Notre second choix a été de visiter le marché Texaco-la Tsiémé, petit marché situé dans l’arrondissement 5 Ouenzé et créé dans les années 1900. En effet, Texaco-laTsiémé est un marché informel qui est à la base une gare routière permettant aux grossistes qui quittent les villages d'écouler rapidement leurs produits. Ce marché approvisionne les revendeurs et consommateurs de nombreux quartiers surtout en manioc. Dans ce marché, nous avons rencontré une revendeuse, qui pour des besoins de discrétion n'a pas voulu dévoiler son identité. Cette dernière vend dans ce marché depuis près de vingt ans mais elle est placée juste devant le goudron. Elle n'a pas de table et nous a confié pourquoi elle vend dans ces conditions: “je vends dans ces mauvaises conditions, non pas par volonté, mais parce qu'il n' y a pas de table. À la base ce n'est pas un marché c'est une gare routière, nous achetons auprès des grossistes et revendons sur place. Nous souffrons beaucoup parce que nous sommes obligés d'attendre que tous les véhicules déchargent leurs marchandises pour avoir de la place pour étaler et vendre les nôtres". Cette dame est consciente du manque de propreté du marché et blâme les services d'hygiène qui ne font pas leur travail comme il se doit. Cependant, les consommateurs viennent nombreux pour faire leurs courses au marché Texaco-la Tsiémé.
Pour Marina, cliente et habitante du quartier Ouenzé, ce marché est plus approprié pour elle car il est proche de son domicile. Selon elle, il n y a aucun risque d’acheter ces aliments, "les africains ne meurent pas à cause des microbes, je lave bien mes aliments et les laisse longtemps au feu, je pense que tous les microbes meurent" a t'elle ajouté.
Nous méditons ces paroles qui traduisent une façon de penser populaire au Congo mais est elle raisonnable et sage?
Notre ronde se termine par une visite du marché Plateau des 15 ans, marché situé dans l’arrondissement 4 moungali, à environ 500m de la pharmacie Jagger entre l'avenue des Seizièmes (16 èmes) et l'avenue des Trois martyrs. Ici, tous les commerçants vendent sur des étales en bétons et non à même le sol. C'est vrai que pendant les pluies, les allées du marché sont impraticables à cause des mares d'eau stagnantes qui empêchent les vendeurs d'écouler leurs marchandises. Il existe donc un problème logistique d'accès à certaines parties du marché, mais au plan propreté, il est la préférence de plusieurs congolais.
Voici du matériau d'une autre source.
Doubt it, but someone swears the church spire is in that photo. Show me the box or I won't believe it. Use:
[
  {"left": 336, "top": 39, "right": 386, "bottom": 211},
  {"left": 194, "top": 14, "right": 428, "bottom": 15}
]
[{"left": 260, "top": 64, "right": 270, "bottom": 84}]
Ainsi, le bilan de cette première série de visites de 3 marchés de Brazzaville pour en évaluer la propreté n'est pas bon. Dans l'immense majorité des cas, les vendeurs n'en sont pas satisfaits et les clients s'en contentent, utilisant des adages populaires infondés pour justifier et s'accommoder des conditions actuelles.
Il est dit que "nous sommes ce que nous mangeons", si nous acceptons la saleté la plus rance dans les lieux où nous achetons des aliments pour nous et nos familles, quelle image avons nous de nous même? Il serait temps que l’Etat prenne en charge la salubrité des marchés, sachant que chaque vendeur doit payer une taxe quotidienne moyenne de 100f ou plus. Car, un meilleur aménagement de l’infrastructure d'insalubrité conduit à "des risques potentiels selon l’OMS, ces risques sont divisés en trois catégories à savoir: les risques biologiques, chimiques ou physiques. En effet, les premiers risques sont les bactéries, les virus, les prions et les parasites et ils peuvent provenir de diverses sources comme l’environnement naturel, l’eau polluée utilisée pour irriguer les cultures ou laver les aliments ou des pratiques inadaptées aux stades de l’abattage”.
L'exemple du marché Plateau des 15 ans nous démontre qu'il est possible d'améliorer les conditions de salubrité dans les marchés si nous nous soucions de notre santé.